我正在尝试执行与此处的示例完全相同的分析,但使用不同的 beta 分布参数化。在分析开始时,我不确定我想要什么参数化,所以我定义了一个自定义函数,以便我可以在一个地方进行参数化更改,然后在其余代码中使用。见下文。

f_beta <- function(x, elig, par) {
  return (
    dbeta(x, 
          exp(par[1] + par[2] * log(elig)), 
          exp(par[3] + par[4] * log(elig)), 
          log = TRUE))
}

当我尝试将该函数应用于数据帧的数据时,它不会返回正确的结果。"likelihood" 和 "likelihood2" 字段应该返回相同的结果,但事实并非如此。

assignments <- df %>%
  select(-cluster) %>%
  crossing(fits) %>%
  mutate(likelihood = prior * dbeta(enrpct, exp(a0 + b0 * log(elig)), exp(a1 + b1 * log(elig)), log = TRUE), 
         likelihood2 = prior * f_beta(enrpct, elig, c(a0, b0, a1, b1))) %>%
  group_by(id) %>%
  top_n(1, likelihood) %>%
  ungroup()

完整代码如下。

library(tidyr)
library(dplyr)

# custom beta distribution parameterization
f_beta <- function(x, elig, par) {
  return (dbeta(x, exp(par[1] + par[2] * log(elig)), exp(par[3] + par[4] * log(elig)), log = TRUE))
}

# log-likelihood
ll <- function(x, elig, par) {
  -sum(f_beta(x, elig, par))
}

# optimizer 
fit_beta <- function(x, elig, init = c(-0.5, 0.2, -1.1, 0.3)) {
  m <- optim(par = init, fn = ll, elig = elig, x = x)
  coef <- m$par
  data_frame(a0 = coef[1], b0 = coef[2], a1 = coef[3], b1 = coef[4], number = length(x))
}


####### generate data
n <- 10000
n2 <- 5000

# mixture 1 parameters
a0 <- -1
b0 <- 0.3
a1 <- -2
b1 <- 1

# mixture 2 parameters
a01 <- -1
b01 <- 0.5
a11 <- -1.5
b11 <- 0.8

# generate data 
df <- data.frame(id = 1:n, elig = sample(1:100, size = n, replace = TRUE) * 100)
df$enrpct <- rbeta(n, exp(a0 + b0 * log(df$elig)), exp(a1 + b1 * log(df$elig)))
df2 <- data.frame(id = (n+1):(n+n2), elig = sample(1:100, size = n2, replace = TRUE) * 100)
df2$enrpct <- rbeta(n2, exp(a01 + b01 * log(df2$elig)), exp(a11 + b11 * log(df2$elig)))
df <- rbind(df, df2)

# assign to clusters randomly like in example
df$cluster <- factor(sample(c("A", "B"), nrow(df), replace = TRUE))
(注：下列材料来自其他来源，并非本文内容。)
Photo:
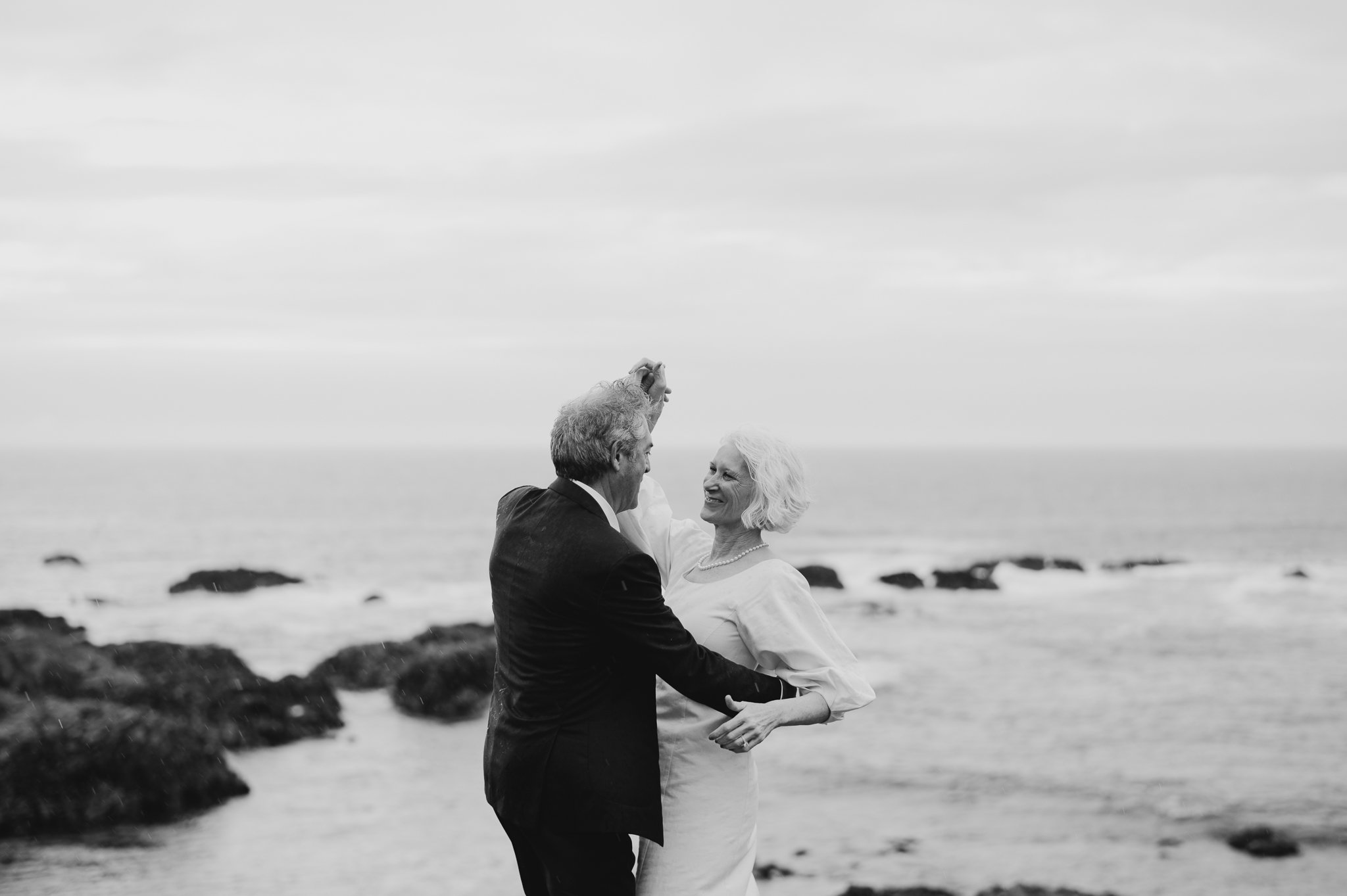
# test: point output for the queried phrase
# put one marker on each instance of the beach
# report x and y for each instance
(1094, 730)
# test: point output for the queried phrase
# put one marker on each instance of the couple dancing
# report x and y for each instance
(597, 590)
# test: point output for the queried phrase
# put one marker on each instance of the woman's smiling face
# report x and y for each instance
(727, 488)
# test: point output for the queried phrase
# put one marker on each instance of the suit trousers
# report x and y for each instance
(555, 862)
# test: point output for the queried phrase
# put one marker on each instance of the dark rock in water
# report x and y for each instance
(213, 685)
(379, 663)
(1031, 889)
(1115, 565)
(977, 576)
(904, 580)
(1039, 564)
(231, 582)
(821, 576)
(1263, 841)
(772, 870)
(70, 766)
(449, 681)
(896, 891)
(26, 618)
(205, 685)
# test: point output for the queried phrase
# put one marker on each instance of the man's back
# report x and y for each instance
(582, 628)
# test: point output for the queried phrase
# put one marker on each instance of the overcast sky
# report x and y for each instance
(911, 224)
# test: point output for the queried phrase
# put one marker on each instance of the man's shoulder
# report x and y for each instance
(565, 523)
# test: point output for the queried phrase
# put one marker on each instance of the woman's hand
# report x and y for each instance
(654, 380)
(749, 727)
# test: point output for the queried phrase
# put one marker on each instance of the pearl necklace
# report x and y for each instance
(726, 563)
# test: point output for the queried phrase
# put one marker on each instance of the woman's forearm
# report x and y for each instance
(806, 709)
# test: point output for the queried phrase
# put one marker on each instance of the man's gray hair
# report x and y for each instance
(612, 415)
(779, 474)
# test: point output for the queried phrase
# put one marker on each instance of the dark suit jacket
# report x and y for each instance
(581, 632)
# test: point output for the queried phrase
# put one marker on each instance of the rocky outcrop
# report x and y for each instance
(24, 618)
(205, 685)
(70, 766)
(1263, 841)
(379, 663)
(771, 871)
(896, 891)
(821, 576)
(449, 681)
(231, 582)
(213, 685)
(1121, 565)
(105, 735)
(975, 577)
(1039, 564)
(1033, 889)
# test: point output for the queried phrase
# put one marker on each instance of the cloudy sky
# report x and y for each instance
(911, 224)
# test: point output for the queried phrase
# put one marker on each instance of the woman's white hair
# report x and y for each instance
(781, 494)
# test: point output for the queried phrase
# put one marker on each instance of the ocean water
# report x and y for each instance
(1054, 731)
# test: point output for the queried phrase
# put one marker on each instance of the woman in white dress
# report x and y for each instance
(743, 601)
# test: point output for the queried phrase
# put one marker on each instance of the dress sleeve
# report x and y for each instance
(674, 544)
(790, 637)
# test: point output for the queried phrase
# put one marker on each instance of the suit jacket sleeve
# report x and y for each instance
(631, 610)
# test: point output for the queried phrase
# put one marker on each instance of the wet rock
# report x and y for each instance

# maximization step of E-M algorithm
fits <- df %>%
  group_by(cluster) %>%
  do(fit_beta(.$enrpct, .$elig)) %>%
  ungroup() %>% 
  mutate(prior = number / sum(number))

# expectation step of E-M algorithm
assignments <- df %>%
  select(-cluster) %>%
  crossing(fits) %>%
  mutate(likelihood = prior * dbeta(enrpct, exp(a0 + b0 * log(elig)), exp(a1 + b1 * log(elig)), log = TRUE), 
         likelihood2 = prior * f_beta(enrpct, elig, c(a0, b0, a1, b1))) %>%
  group_by(id) %>%
  top_n(1, likelihood) %>%
  ungroup()

head(assignments)

标签: rstatisticsdata-science

解决方案

这是因为您c(a0, b0, a1, b1)在计算时使用likelihood2. 但是这些变量中的每一个都是数据框中的一整列,因此 usingc()只会将它们连接起来,您最终将使用错误的值。

有了这个,它将起作用:

f_beta <- function(x, elig, a0, b0, a1, b1) {
  return (dbeta(x, exp(a0 + b0 * log(elig)), exp(a1 + b1 * log(elig)), log = TRUE))
}

likelihood2 = prior * f_beta(enrpct, elig, a0, b0, a1, b1)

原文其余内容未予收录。